Meloni perd le référendum sur la réforme judiciaire et regrette « l'opportunité perdue de moderniser l'Italie »
La Première ministre italienne, Giorgia Meloni, a assuré lundi qu'elle poursuivrait son programme politique après avoir confirmé la défaite au référendum sur sa réforme judiciaire, un résultat qu'elle a qualifié d'« occasion perdue » de moderniser le pays.
Selon les premières projections de l'enquête, le rejet de la réforme s'est clairement imposé. La dernière estimation basée sur le vote réel retransmis par la télévision publique RAI situe le « non » à 53,9%, contre 46,1% pour le « oui ». Les sondages à la sortie des urnes prévoyaient déjà un vote serré, même si la distance a finalement été plus grande que prévu.
Dans un message diffusé sur le réseau social X, Meloni a reconnu le résultat et a déclaré que son Exécutif respecterait la décision des électeurs. « Les Italiens ont décidé et nous respecterons cette décision. Nous continuerons d'avancer, comme nous l'avons toujours fait, avec responsabilité, détermination et respect pour le peuple italien et l'Italie », a-t-il déclaré.
Gli Italiani n’a pas encore décidé. Et maintenant, nous acceptons cette décision.
Andremo avanti, come abbiamo toujours fatto, avec responsabilité, détermination et respect pour le peuple italien et pour l'Italie. pic.twitter.com/KCBf19hO8d– Giorgia Meloni (@GiorgiaMeloni) 23 mars 2026
La consultation, organisée les 22 et 23 mars, était nécessaire car la réforme, bien qu'approuvée par le Parlement en octobre, n'a pas atteint la majorité qualifiée des deux tiers requise pour éviter le référendum de confirmation. La Première ministre a déconnecté sa continuité politique du résultat et maintient son intention d'épuiser la législature jusqu'en 2027.
« La souveraineté appartient au peuple et les Italiens se sont exprimés clairement aujourd'hui. Le gouvernement a tenu sa promesse : mener à bien la réforme de la justice qui figurait dans notre programme électoral. Nous l'avons défendu jusqu'au bout et ensuite nous avons laissé la décision entre les mains des citoyens ; ils ont décidé et nous respectons, comme toujours, leur décision. Il reste, sans aucun doute, le regret d'une occasion manquée de moderniser l'Italie, mais cela ne change rien à notre engagement à continuer à travailler avec sérieux et détermination pour le bien de la nation et à honorer le mandat qui nous a été confié. Nous continuerons à avancer comme nous l'avons toujours fait, avec responsabilité, avec détermination et, surtout, dans le respect de l'Italie et de son peuple », a déclaré Meloni dans son message.
Une réforme centrale du pouvoir législatif
Le projet rejeté constituait l'une des principales initiatives du gouvernement. Son axe central était la séparation des carrières des juges et des procureurs, actuellement intégrées sous la figure commune du magistrat, qui permet le passage d'une fonction à une autre tout au long de la carrière professionnelle.
La réforme proposait d'obliger les nouveaux candidats à choisir dès le départ entre les deux voies, avec l'objectif affiché de renforcer l'impartialité judiciaire. De même, il envisageait de diviser l'actuel Conseil supérieur de la magistrature en deux organes indépendants – l'un pour les juges et l'autre pour les procureurs – et de modifier le système d'élection de ses membres par tirage au sort, mesure particulièrement controversée.
Le texte prévoyait également la création d'une Haute Cour disciplinaire chargée de superviser la conduite des juges et des procureurs, séparant cette fonction de l'organe directeur du pouvoir judiciaire.
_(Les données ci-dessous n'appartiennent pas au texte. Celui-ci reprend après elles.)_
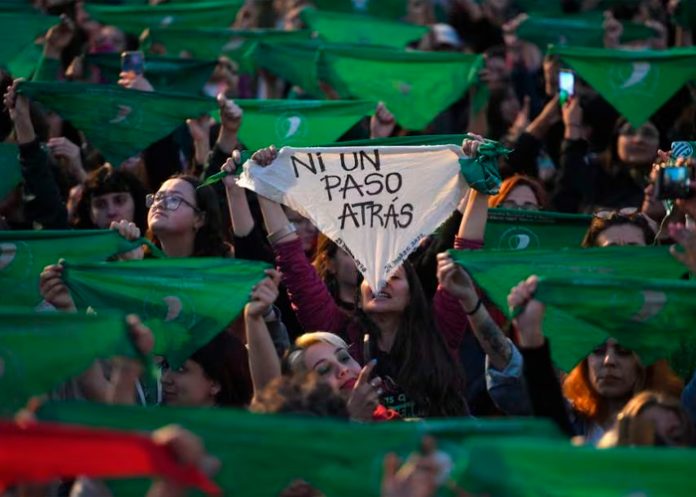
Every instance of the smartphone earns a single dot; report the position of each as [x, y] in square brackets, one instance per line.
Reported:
[133, 62]
[566, 85]
[674, 182]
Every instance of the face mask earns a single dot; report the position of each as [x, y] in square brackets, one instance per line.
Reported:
[214, 89]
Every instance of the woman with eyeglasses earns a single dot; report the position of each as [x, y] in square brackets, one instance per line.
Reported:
[597, 389]
[520, 192]
[183, 220]
[613, 179]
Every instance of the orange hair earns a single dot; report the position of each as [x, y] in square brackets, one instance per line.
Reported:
[513, 182]
[586, 401]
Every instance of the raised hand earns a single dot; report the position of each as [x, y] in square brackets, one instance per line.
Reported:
[265, 156]
[53, 289]
[382, 122]
[365, 396]
[263, 295]
[531, 312]
[131, 232]
[455, 280]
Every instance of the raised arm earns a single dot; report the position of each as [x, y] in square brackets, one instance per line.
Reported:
[457, 282]
[542, 383]
[313, 304]
[263, 358]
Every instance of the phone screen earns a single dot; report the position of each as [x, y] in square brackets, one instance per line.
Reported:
[566, 84]
[133, 62]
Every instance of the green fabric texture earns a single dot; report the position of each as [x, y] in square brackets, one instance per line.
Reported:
[653, 317]
[295, 62]
[339, 458]
[531, 468]
[117, 121]
[185, 301]
[38, 351]
[415, 86]
[18, 32]
[335, 27]
[389, 9]
[498, 271]
[210, 43]
[135, 18]
[24, 254]
[298, 123]
[636, 83]
[403, 140]
[10, 170]
[577, 30]
[481, 172]
[513, 229]
[685, 15]
[164, 73]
Rejet politique et judiciaire
Le gouvernement a fait valoir que ces changements rapprocheraient le modèle italien de celui des autres démocraties occidentales. Cependant, la réforme s'est heurtée à une forte opposition tant au sein du système judiciaire que parmi les partis opposés à l'exécutif, qui la considéraient comme une menace pour l'indépendance de la justice.
Le résultat du référendum ralentit ainsi le principal projet de transformation institutionnelle promu par Meloni depuis son arrivée au pouvoir, même si la première ministre a clairement indiqué qu'elle ne modifierait pas le cours de sa législature.